First of all, it can’t get into the right markets. Unlike the WHA (who could get into spots like Western Canada and Ottawa/Quebec), there’s nowhere for these new clubs to go. Your only real option is Hamilton (depending on the various arena agreements the clubs have). I mean there are a couple of other options like London and Quebec City (old Colisee), but I just don’t think those are enough.
Not only that, but the WHA had the benefit of paying players between 30-150k each, a rival league would need to spend into the millions.
After the jump, I delve into the first of his criticisms - arena infrastructure and markets.

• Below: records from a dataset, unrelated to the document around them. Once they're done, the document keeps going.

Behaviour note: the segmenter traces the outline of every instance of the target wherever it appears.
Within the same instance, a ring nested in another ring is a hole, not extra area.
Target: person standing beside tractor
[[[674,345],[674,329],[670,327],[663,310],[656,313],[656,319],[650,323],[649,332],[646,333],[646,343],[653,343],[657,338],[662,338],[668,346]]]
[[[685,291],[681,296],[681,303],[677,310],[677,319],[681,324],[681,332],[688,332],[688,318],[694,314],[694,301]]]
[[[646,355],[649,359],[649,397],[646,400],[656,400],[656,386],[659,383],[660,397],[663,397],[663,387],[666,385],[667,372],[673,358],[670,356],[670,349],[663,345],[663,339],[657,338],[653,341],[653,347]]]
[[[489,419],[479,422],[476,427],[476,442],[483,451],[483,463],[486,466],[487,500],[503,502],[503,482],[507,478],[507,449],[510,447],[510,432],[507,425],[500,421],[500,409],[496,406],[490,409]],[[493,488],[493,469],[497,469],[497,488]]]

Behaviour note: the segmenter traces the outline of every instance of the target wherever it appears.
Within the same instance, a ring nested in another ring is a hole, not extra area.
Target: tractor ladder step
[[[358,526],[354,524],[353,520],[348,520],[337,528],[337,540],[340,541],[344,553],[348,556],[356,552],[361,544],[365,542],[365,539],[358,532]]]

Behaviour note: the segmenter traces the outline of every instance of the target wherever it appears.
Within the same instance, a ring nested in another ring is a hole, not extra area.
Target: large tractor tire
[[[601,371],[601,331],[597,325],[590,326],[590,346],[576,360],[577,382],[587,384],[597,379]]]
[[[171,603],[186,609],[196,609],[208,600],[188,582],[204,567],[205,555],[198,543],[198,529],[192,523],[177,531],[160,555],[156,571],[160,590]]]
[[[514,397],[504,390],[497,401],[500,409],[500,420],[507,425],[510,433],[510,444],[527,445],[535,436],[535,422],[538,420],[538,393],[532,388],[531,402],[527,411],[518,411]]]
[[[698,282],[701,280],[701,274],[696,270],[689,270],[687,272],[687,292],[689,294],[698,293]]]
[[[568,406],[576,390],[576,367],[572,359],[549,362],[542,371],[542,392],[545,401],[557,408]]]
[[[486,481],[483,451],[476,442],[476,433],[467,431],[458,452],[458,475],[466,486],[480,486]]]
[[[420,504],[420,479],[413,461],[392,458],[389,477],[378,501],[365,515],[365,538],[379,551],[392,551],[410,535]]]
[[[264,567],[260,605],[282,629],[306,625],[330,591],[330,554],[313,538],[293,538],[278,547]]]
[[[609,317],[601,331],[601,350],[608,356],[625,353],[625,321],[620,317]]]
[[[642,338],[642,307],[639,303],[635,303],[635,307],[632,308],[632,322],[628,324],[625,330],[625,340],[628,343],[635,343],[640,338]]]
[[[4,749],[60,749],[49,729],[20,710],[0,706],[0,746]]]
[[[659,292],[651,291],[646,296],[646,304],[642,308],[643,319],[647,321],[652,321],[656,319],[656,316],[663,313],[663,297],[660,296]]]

While most arenas are tied into NHL leases (another dimension of muni-funded arenas), there are a number of compatible arenas available to a second league. They are not suited to compete in the NHL, but they may be compatible with a second league. And while dawgbone doesn't see new markets for the new league, I believe the available arenas are located in markets that could support teams in a second league. Below is a list of 18 markets, their hockey venue and seating capacity for hockey:
|Cincinnati||U.S. Bank Arena||14,453|
|Columbus||Value City Arena||17,500|
|Indianapolis||Market Square Arena||15,993|
|Kansas City||Sprint Center||17,544|
|New York||Barclays Center||14,500|
|Saskatoon||Credit Union Centre||15,195|
The buildings are varied as some are quite new with all of the amenities of an NHL arena, while some are outdated or quite small. But the potential exists - there are available facilities and markets. Given these markets, is the pool of potential owners large enough to create and maintain a competitive and financially viable league?